Aunque estamos en el siglo veinte más uno, esa maravilla ágil y elegante traía consigo una belleza ancestral nacida en aquellos días cuando el ser humano se entretenía con situaciones elaboradas por la tesonera imaginación del hombre sin depender de otras cosas más mecánicas. El Ringley Barnum & Bailey se había adaptado sin concesiones a los cambios de percepción de las nuevas generaciones, y sobre todo a las mayores expectativas que imponen los niños acostumbrados a la pantalla digital. El espectáculo fue polifocal, pues la antigua arena donde en ocasiones aparecía un trapecista y en otras un león flaco, se multiplicó hasta ser triple y simultánea. Un circo con formato Yahoo! Tres enormes escenarios obligaban a compartir la atención con diferentes zonas de intensidad: en una de ellas había acróbatas chinos saltando a través de pequeños aros por donde en apariencia no podría pasar una mosca; en la del medio un grupo de jóvenes africanos saltaban la cuerda de una manera tan inaudita que parecía imposible; y en la tercera un grupo de basquetbolistas altos y muy bajos (algunos enanos: era un circo) dejaban por el piso las piruetas de los Globetrotters.

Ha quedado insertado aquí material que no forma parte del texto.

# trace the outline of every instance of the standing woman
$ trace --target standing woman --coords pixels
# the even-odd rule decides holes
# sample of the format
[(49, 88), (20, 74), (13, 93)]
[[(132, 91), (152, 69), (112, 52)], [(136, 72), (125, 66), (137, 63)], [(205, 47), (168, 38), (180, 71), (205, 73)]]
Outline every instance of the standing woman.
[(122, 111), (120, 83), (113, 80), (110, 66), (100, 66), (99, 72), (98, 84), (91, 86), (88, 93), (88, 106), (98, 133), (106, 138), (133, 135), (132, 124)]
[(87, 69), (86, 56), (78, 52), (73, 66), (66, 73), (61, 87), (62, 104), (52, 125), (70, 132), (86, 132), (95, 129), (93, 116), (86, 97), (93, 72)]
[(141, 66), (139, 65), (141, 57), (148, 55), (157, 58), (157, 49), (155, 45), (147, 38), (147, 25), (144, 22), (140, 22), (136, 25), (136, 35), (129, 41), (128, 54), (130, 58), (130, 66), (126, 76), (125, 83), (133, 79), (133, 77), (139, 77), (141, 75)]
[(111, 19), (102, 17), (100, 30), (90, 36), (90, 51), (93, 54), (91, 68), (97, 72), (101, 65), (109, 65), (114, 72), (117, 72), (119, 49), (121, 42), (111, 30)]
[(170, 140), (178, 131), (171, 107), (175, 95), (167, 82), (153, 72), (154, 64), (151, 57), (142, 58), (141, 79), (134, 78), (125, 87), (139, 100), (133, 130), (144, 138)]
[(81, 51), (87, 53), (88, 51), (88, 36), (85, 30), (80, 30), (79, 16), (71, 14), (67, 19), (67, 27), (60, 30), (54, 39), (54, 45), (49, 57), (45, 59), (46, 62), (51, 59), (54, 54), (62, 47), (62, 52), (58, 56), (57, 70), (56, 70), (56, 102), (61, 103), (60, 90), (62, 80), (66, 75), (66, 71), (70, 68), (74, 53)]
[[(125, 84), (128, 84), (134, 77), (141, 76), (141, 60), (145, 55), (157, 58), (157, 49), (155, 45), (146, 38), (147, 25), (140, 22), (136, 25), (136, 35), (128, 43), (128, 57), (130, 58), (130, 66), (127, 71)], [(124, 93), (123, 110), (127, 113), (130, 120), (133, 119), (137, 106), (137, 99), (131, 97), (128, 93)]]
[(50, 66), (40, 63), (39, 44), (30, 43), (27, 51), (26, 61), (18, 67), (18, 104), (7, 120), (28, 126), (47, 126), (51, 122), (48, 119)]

El Ringley Barnum & Bailey utilizaba el slogan "El espectáculo más grande del mundo", porque era verdad. Un sentido de rara abundancia de imágenes y acciones superpobló la noche, por más que mi hijo chico dijo en un momento que el show era demasiado largo y que quería irse a casa a mirar dibujitos en la televisión. Eso, a pesar de los reparos familiares, es una de las grandezas supervivientes del circo, en tanto la magia salida de tanta heterodoxia humana apela a públicos de distintas edades, a los cuales debe entretener por casi tres horas para que nadie abandone la carpa cuan enorme gimnasio diciendo que "El espectáculo más grande del mundo" no había sido tan grande como decían. Pero este si lo fue, varias veces lo fue, tanto en tamaño como en exposición lujosa de ciertas formas emblemáticas del espectáculo circense, esto es, los equilibristas, los trapecistas y los animales salvajes que la paciencia humana domesticó mejor que un gato de esos que duermen plácidos en la mesa del living.

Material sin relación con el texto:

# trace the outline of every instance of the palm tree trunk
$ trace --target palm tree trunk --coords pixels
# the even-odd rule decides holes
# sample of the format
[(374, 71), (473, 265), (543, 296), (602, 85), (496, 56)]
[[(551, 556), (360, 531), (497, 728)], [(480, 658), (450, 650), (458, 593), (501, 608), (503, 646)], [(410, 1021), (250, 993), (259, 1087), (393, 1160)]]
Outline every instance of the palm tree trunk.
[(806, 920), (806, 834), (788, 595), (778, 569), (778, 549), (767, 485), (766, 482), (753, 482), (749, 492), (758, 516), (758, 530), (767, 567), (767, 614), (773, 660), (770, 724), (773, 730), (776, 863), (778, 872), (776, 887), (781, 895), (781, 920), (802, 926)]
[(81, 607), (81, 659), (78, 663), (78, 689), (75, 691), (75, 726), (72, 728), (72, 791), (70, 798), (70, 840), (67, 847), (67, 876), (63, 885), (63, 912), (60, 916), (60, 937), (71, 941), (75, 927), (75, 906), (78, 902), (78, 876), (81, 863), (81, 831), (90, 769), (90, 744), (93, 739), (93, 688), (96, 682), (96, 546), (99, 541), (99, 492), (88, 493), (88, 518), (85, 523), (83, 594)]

El final del Ringley Brothers and Barnum & Bailey Circus, viene a evidenciar algo que ya sabíamos: que los grandes circos están en vías de extinción, o quizás solo quedan los que se niegan a ser ex completamente. Ya no quedan circos espectaculares. Cuesta demasiado dinero poner semejante extravagancia en el camino. Tanta gente, tantos animales. Además, los circos hoy tienen una competencia que antes no tenían, como los videos juegos y toda la parafernalia derivada de la vil pantalla. Los niños van al circo esperando –exigiendo– una visualidad extrema pero superficialmente atractiva, cuando en verdad este tipo de espectáculo, el circense, necesita de la complicidad de la inteligencia para que las piruetas y las diferentes sorpresas escénicas sean todavía más disfrutables de lo que son. Porque, para redimensionar el disfrute, resulta importante saber que al domador le llevó años y muchos riesgos diarios entrenar a los feroces tigres, y que los elefantes y las cebras no aprendieron sus rítmicos movimientos leyendo un manual. Es que, justamente, el Ringley Barnum & Bailey representaba eso tan esencial y en vías de extinción: el entretenimiento que consigue ser efectivo en base a práctica, tesón, dedicación, vocación y también, tiempo en apariencia perdido, un tiempo que solo se recupera cuando los aplausos suenan para decir thank you, y gracias.